Today I want to continue on discussing the three categories of software I outlined in my last post (found here), and focus on libraries. Libraries are pieces of software that serve to expand the preexisting capabilities of a given programming language. Note the focus on the programming language itself, not on any given task one might be writing a piece of software to do. This leads me to the number one principle with respect to designing libraries:

The user base of a library are software developers.

Going back to the idea that you as the developer of a piece of software need to understand what your users need and need not know, we can outline some expectations for users of any given library.

They will know how to program in the target language. This is the most basic requirement for using a library. Libraries are not meant to completely abstract away from a language, but rather to augment the capabilities of that language.
They will know how to use a library to program their primary task. A software developer is building a piece of software, and you can safely assume that they will know how to go about creating that piece of software.
They will not know how to implement specific pieces of their program. For example, a developer might be writing some code to perform linear algebra. They might know what they need to do (e.g. multiply matrix A by matrix B), but they don’t necessarily know how to implement matrix multiplication efficiently.

So how do these points translate into design principles? From my experience, there are three main qualities that I ascribe to a well designed library.

A well designed library closely follows the general principles of the programming language it augments. This is to not violate the expectations of the user. If I am working with a library, and it requires me start using constructors to instantiate objects when the language I am working in doesn’t typically need to do that, that might throw me off in my use of it.
Libraries should be internally self consistent. This is not a category of software meant to hold a bunch of miscellaneous functions, nor should there be inconsistencies in how to use the set of functions.
Libraries should have extensive documentation. Now granted, all software should be well documented, but to me, libraries need even more care with respect to documentation. When I am working on some software, I need to know how every function I am using performs. Undocumented side effects could cause serious issues down the line.

So let’s talk about an example of a well designed library: Armadillo, a C++ library for matrix algebra. I use this library quite a bit, because it can be integrated into Rcpp. It makes for very fast memory efficient programs when it comes to matrix algebra, which I get to write a lot of due to networks. Armadillo, for the most part, follows all of the design principles above.

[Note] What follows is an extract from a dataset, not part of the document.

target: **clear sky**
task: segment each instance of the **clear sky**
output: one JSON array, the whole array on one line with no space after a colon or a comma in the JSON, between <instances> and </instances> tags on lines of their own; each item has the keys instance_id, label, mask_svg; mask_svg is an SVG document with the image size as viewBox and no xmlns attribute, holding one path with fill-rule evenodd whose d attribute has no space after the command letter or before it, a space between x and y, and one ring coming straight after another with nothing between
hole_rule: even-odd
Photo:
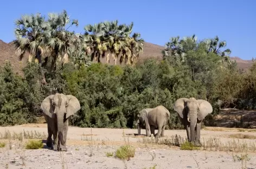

Armadillo functions/objects are C++ functions/objects. Nothing fancy, they behave exactly as you would expect, and most of the fancy template meta-programming is hidden from the user.
Armadillo is very internally consistent. All objects are accessed the same way, everything is very clearly labeled in the same way, That makes it quite easy to work with.
It also has very extensive documentation, as befitting a matrix algebra library.

Armadillo also makes user expectations very clear. Using it requires knowing how to program in C++, and how to do linear algebra, it simply provides implementations that are well optimized and simple to use. A great example of this is the sparse matrix class SpMat. Sparse matrices are representations of matrices with many zero entries, and a sparse matrix representation is considerably more memory efficient than a dense matrix. It achieves this by only storing the locations and values for non-zero entries, while a dense matrix representation stores all values. Note that these are both representations of a matrix, which means mathematically a matrix represented as dense or sparse is going to behave the same. But in terms of programming, a sparse matrix is much quicker to use in some applications. Armadillo implements this, and makes it simple for somebody like me, who knows linear algebra and C++, but not about optimizing matrix math, to use.

There are some aspects of Armadillo that are a bit odd from a design perspective. For example, why does the library have a function to fully model data using Gaussian Mixture Models? I am sure it works quite well, I just find it very odd to see in a matrix algebra library. Same goes for the fact that it has a k-means clustering function. Not necessarily a problem, but odd nonetheless.

If you are programming software in the social sciences, it is unlikely that you are going to be developing a library. Still, recognizing what makes a well designed library vs not helps me make decisions about what libraries I am going to use for a task. One of the most frustrating parts of developing software is not when your code throws a bug, but when you figure out that the library you thought could do X cannot actually do that thing.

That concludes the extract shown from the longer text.